The electricity appetite of artificial intelligence is reshaping how the power that feeds it gets made — and, increasingly, that means burning more natural gas.
According to WRAL, gas plants are rising to meet the surging energy demands of AI data centers, prompting renewable energy allies to push back and fight for cleaner alternatives. The tension is straightforward: data centers need enormous, always-on power, and gas is a fast way to supply it, even as advocates argue that wind, solar, and other low-carbon sources should carry more of the load.
The strain is showing up in the numbers reported by the companies themselves. According to Tom's Hardware, Microsoft's carbon emissions jumped 25% in its 2025 fiscal year as its AI data center expansion outpaced its sustainability gains. The company did report progress in other areas, including water conservation and waste reduction, but its climate footprint grew rather than shrank.
That puts Microsoft's high-profile 2030 sustainability pledge under pressure. Tom's Hardware reports that the company's chief sustainability officer maintains the target is still feasible, even as the carbon-heavy buildout of AI infrastructure works against it.

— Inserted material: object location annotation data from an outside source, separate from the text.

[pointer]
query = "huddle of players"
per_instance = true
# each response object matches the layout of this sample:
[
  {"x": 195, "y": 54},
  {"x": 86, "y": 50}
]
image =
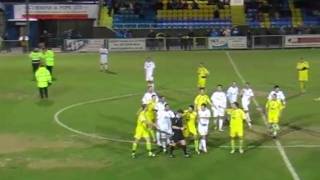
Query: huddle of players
[{"x": 158, "y": 123}]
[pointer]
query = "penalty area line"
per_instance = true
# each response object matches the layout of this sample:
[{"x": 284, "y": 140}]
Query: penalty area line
[
  {"x": 279, "y": 146},
  {"x": 91, "y": 135}
]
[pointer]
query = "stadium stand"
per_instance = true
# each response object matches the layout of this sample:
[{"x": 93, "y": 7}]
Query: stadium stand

Together, the two accounts sketch a broader pattern: the AI boom is colliding with the energy transition. Every new model and every new data center needs power, and the quickest path to that power often runs through fossil fuels — undercutting the very climate goals that big tech companies have publicly embraced.
Why it matters: the choices made now about how to power AI will help decide whether the technology accelerates or delays the shift to cleaner energy — a trade-off with consequences far beyond the tech industry.